People who use scalp-cooling systems during chemotherapy are advised to baby their hair during treatment by:
- not blow drying or using hot rollers or straightening irons
- shampooing only every third day with cool water and a gentle shampoo
- not coloring until 3 months after chemotherapy is done
- gently combing and brushing
The DigniCap and Paxman are the only two scalp cooling systems that have received U.S. Food and Drug Administration (FDA) clearance to be marketed in the United States to reduce hair loss associated with chemotherapy. DigniCaps are not yet available in Arizona. The research on Paxman caps indicates a 53% success rate for retaining some to all of a patient’s hair. Paxman is only available for use at certain facilities and Ironwood is not a contracted provider.
Several other brands are not FDA approved but recommended for use by some medical professionals and facilities. Please contact them for current information and pricing.
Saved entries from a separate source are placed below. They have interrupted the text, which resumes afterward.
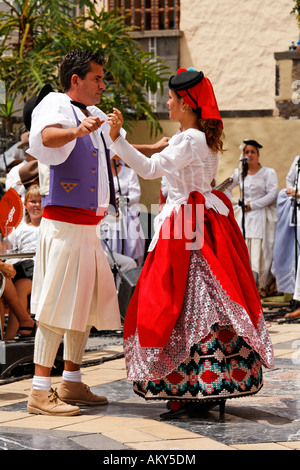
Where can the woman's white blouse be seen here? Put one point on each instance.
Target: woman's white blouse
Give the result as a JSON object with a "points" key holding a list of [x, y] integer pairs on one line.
{"points": [[187, 163], [261, 191]]}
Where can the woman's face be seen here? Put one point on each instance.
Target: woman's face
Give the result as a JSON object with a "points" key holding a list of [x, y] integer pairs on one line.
{"points": [[175, 104], [33, 206], [252, 153]]}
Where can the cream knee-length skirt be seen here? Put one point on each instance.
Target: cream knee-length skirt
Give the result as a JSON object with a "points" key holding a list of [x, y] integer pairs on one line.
{"points": [[73, 285]]}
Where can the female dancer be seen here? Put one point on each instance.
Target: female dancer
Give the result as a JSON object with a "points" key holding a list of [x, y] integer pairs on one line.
{"points": [[260, 195], [194, 332]]}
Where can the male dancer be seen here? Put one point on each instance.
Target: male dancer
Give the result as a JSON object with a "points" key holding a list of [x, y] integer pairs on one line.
{"points": [[73, 287]]}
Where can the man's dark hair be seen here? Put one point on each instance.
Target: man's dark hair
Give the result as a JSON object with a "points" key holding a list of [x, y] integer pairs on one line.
{"points": [[77, 62]]}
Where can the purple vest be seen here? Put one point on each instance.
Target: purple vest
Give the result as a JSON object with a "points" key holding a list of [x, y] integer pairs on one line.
{"points": [[74, 183]]}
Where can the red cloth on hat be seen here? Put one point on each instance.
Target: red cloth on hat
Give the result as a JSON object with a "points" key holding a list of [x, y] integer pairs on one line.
{"points": [[158, 297]]}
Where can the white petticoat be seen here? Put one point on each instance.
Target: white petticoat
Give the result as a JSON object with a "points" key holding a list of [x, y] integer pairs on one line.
{"points": [[73, 284]]}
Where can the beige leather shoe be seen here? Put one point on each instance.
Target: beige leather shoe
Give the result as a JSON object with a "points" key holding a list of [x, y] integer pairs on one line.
{"points": [[78, 392], [49, 403]]}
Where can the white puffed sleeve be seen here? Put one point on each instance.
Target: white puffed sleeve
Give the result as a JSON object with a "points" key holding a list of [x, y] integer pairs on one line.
{"points": [[54, 109], [175, 156]]}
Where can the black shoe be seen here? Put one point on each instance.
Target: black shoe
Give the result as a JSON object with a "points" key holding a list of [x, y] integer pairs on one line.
{"points": [[192, 409]]}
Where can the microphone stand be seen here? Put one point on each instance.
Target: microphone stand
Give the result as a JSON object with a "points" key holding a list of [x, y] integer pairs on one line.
{"points": [[295, 215], [242, 200]]}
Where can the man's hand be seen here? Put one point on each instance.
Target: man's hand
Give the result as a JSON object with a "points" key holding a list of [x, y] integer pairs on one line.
{"points": [[115, 120]]}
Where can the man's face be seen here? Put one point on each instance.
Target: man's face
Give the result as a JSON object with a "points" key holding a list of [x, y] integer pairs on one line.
{"points": [[89, 89]]}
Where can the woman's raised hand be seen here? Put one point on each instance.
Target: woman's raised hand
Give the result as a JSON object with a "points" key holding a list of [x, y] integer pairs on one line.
{"points": [[115, 120]]}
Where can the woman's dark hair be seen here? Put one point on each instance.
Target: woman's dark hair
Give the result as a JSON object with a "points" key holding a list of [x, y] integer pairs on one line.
{"points": [[213, 132], [77, 62]]}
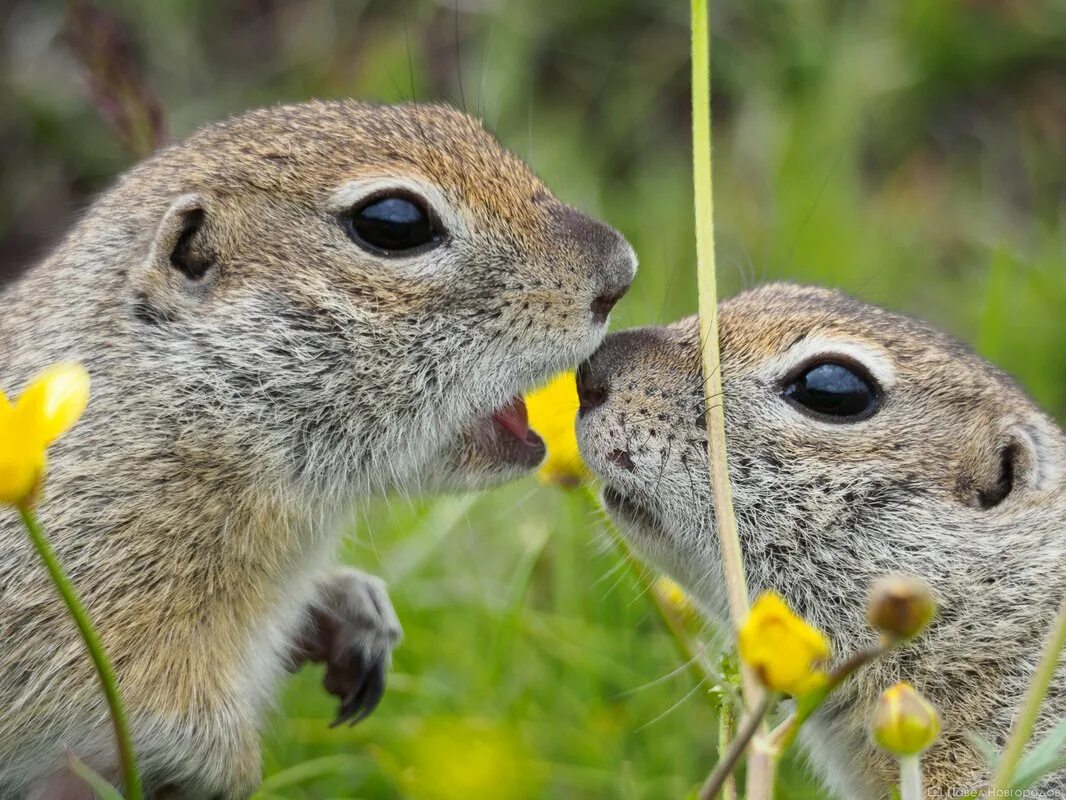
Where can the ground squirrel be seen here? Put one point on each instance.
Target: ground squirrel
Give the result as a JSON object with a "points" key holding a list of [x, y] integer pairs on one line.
{"points": [[289, 312], [860, 443]]}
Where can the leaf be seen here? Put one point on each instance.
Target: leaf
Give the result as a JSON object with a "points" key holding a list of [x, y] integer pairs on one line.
{"points": [[1048, 756], [304, 772], [96, 782]]}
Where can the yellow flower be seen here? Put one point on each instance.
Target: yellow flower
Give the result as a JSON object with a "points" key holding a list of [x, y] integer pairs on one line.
{"points": [[674, 597], [552, 414], [904, 723], [468, 758], [46, 410], [782, 649]]}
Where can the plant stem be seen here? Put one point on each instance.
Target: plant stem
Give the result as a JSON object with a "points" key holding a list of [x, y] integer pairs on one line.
{"points": [[760, 762], [92, 639], [728, 540], [728, 761], [910, 778], [726, 723], [1031, 708], [785, 734]]}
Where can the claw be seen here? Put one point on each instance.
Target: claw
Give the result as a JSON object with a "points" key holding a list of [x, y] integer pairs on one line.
{"points": [[364, 699]]}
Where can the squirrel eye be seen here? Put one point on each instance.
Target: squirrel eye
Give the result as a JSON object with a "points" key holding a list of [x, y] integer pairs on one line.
{"points": [[392, 224], [835, 392]]}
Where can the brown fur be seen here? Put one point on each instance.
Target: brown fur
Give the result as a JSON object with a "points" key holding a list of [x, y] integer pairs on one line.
{"points": [[239, 414], [823, 509]]}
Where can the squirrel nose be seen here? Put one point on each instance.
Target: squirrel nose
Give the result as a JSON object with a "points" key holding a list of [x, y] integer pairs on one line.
{"points": [[601, 305], [592, 389]]}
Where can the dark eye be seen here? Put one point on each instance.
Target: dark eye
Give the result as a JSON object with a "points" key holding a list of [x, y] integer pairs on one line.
{"points": [[393, 224], [836, 392]]}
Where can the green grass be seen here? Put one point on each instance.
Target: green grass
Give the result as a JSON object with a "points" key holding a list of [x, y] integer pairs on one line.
{"points": [[909, 153]]}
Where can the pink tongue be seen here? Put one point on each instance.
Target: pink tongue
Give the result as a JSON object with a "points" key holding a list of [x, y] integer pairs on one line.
{"points": [[514, 418]]}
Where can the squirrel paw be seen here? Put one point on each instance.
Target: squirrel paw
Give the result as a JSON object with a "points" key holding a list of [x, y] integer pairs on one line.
{"points": [[353, 629]]}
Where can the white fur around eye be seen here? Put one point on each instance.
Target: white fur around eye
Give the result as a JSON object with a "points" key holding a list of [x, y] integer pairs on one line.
{"points": [[874, 360], [352, 193]]}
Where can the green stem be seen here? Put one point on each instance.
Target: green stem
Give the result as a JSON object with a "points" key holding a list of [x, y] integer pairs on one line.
{"points": [[760, 763], [728, 761], [910, 778], [726, 723], [786, 733], [103, 669], [1031, 708], [728, 540]]}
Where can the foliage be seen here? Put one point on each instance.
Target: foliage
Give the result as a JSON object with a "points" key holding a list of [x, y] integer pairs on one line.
{"points": [[909, 153]]}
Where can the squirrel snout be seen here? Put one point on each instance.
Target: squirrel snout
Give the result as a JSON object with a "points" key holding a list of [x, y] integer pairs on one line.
{"points": [[609, 257]]}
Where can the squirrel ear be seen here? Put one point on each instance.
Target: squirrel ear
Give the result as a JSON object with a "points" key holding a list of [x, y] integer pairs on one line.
{"points": [[1029, 458], [180, 266], [180, 243]]}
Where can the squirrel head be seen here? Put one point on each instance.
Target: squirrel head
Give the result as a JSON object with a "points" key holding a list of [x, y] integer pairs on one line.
{"points": [[859, 442], [348, 292]]}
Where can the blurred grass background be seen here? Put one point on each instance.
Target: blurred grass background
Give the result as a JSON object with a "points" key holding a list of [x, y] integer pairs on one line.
{"points": [[910, 153]]}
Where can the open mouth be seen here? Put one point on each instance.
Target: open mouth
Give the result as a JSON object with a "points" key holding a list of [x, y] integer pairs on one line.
{"points": [[513, 440]]}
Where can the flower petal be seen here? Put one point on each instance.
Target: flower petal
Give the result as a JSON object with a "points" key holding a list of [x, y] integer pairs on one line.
{"points": [[54, 400]]}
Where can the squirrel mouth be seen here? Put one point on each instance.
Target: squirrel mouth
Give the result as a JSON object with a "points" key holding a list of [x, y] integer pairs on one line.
{"points": [[516, 441]]}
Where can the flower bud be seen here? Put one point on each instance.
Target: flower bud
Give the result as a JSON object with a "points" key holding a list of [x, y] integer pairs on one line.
{"points": [[904, 723], [901, 606], [674, 597]]}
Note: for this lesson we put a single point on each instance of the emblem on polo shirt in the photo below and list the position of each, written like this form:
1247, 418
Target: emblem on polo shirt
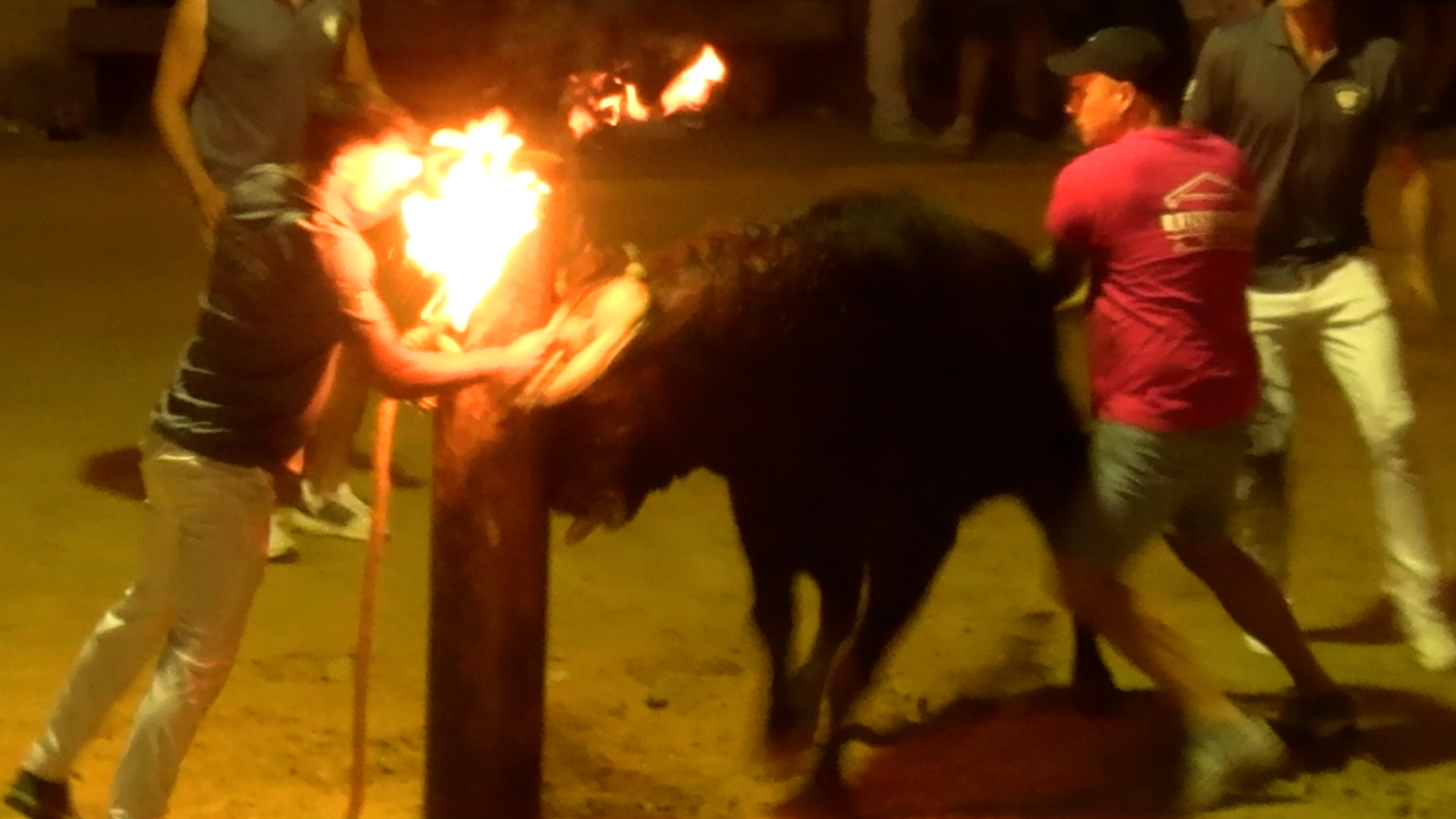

Insurance coverage for cooling caps is not a standard item of coverage. Generally, these products are rented. The average cost for renting the caps plus dry ice for storage is $425 a month. The Rapunzel Project is a nonprofit organization dedicated to helping women and men undergoing chemotherapy access and use scalp-cooling technology to help keep their hair. Visit the Rapunzel Project site for more information. Also, the Hair to Stay Foundation offers grants to pay for scalp cooling costs.
If you are interested in cooling caps and have not yet begun chemotherapy, talk to your doctor about how they work and to determine if you are a good candidate for the products. You will need to coordinate with your oncology nursing team as use of the caps requires additional space in the infusion room for you, your products and cooler, as well as a guest to assist you. Patients require an individual to assist them in changing out the caps and ensuring the products stay cold enough for proper use.